Concretely, if we define a new point by writing Point(1, 2)
, that point is immutable, and therefore the mutable methods defined on Point
are not accessible (nor can any field be mutated). To define a mutable point, one must create it explicitly by writing: mutable Point(1, 2)
. The same is true for its type. A mutable point is of type mutable Point
which different from a Point
(and their types are incompatible).
Readonly
So far, the mutability story is pretty simple. When an object is immutable, you can access its immutable methods; when the object is mutable, you can access both its mutable and its immutable methods.
But is that really safe? It turns out it's not! Let's see with an example:
class Nasty(mutable x: Int) {
fun capture_this(): Nasty { this }
}
fun nasty_test(): void {
mnasty = mutable Nasty(0);
immutable_nasty = mnasty.capture_this();
mnasty.!x = 0; // changes immutable_nasty!!!
}
What's happening here is that we first create a mutable object, and then call an immutable function returning this
. If in turn that function captures a pointer to this
in its immutable form, we have a problem! We managed to build an immutable object when a mutable reference that could change the object under our feet is still out there (as shown in the function nasty_test
). Of course this is wrong given that the golden rule of the language is that immutable objects are proven to never change ...
Luckily that code doesn't compile: because the type of this
in the method capture_this
is not Nasty
but readonly Nasty
.
readonly X
should be read as: we don't know if X
is mutable or immutable, but we only intend to read things out of it. In other words, readonly should be used when you want code to work with both mutable and immutable objects (like an immutable method in a mutable class).
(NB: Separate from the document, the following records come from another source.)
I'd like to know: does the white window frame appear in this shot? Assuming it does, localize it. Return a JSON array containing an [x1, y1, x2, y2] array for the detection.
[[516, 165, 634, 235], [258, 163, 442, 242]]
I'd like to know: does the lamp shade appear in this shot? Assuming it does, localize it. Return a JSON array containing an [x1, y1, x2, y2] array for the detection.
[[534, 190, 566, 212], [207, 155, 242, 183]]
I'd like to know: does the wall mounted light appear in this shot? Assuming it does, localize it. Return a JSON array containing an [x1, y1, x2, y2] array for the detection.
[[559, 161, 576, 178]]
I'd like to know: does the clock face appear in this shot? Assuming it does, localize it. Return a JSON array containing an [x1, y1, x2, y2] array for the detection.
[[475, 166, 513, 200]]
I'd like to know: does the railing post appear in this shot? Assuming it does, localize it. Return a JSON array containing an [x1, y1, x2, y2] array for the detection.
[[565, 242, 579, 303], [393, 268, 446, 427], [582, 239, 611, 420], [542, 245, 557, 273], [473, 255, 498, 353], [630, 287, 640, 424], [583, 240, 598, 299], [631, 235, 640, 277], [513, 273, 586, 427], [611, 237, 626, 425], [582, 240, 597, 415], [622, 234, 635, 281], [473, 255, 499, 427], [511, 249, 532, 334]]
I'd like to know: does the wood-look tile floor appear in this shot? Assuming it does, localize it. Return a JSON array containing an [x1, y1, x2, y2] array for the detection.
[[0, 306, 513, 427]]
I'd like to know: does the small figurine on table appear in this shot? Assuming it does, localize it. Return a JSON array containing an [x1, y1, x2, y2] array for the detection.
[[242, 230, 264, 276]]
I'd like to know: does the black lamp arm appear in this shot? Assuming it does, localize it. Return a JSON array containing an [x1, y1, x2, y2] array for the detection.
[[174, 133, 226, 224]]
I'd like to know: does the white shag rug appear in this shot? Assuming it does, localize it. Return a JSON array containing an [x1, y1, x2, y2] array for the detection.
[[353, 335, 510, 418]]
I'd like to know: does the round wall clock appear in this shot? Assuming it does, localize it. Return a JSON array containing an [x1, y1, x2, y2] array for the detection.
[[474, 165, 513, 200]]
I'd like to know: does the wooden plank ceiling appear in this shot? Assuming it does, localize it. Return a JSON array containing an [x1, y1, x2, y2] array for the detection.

If you try to compile the code, you will see that the method capture_this
does not compile, because the type of this
is readonly Nasty
.
Frozen Methods
It is possible to define an immutable method within a mutable object by using the keyword frozen
. It's a way to tell the compiler that you do not want that function to be callable when the object is mutable, you only want to have that method in the immutable case. This is useful when you need the object to actually refer to the immutable version of this
. In the example above, you could make the method capture_this
annotated with frozen
. The compiler would then no longer complain on the return type of the method, but rather in the code that is attempting to call that method on a mutable version of the object.
Freezing
freeze
is a builtin function that converts a mutable object into its immutable version.
fun use_mutable(): Point {
obj = mutable Point(22);
…
obj.moveX();
freeze(obj)
}
The way you are encouraged to use mutable objects:
- Create a mutable object
- Mutate locally (within the scope of a function)
- Freeze the object to cross function boundaries (either return, or pass to another function)
Freezing will create an immutable clone of your mutable object, by recursively copying all its mutable fields. Note that there are several cases where that copy will be optimized away by the compiler, when it can prove that the mutable version does not escape. Once the object has been frozen, there is no way to go back to its mutable version.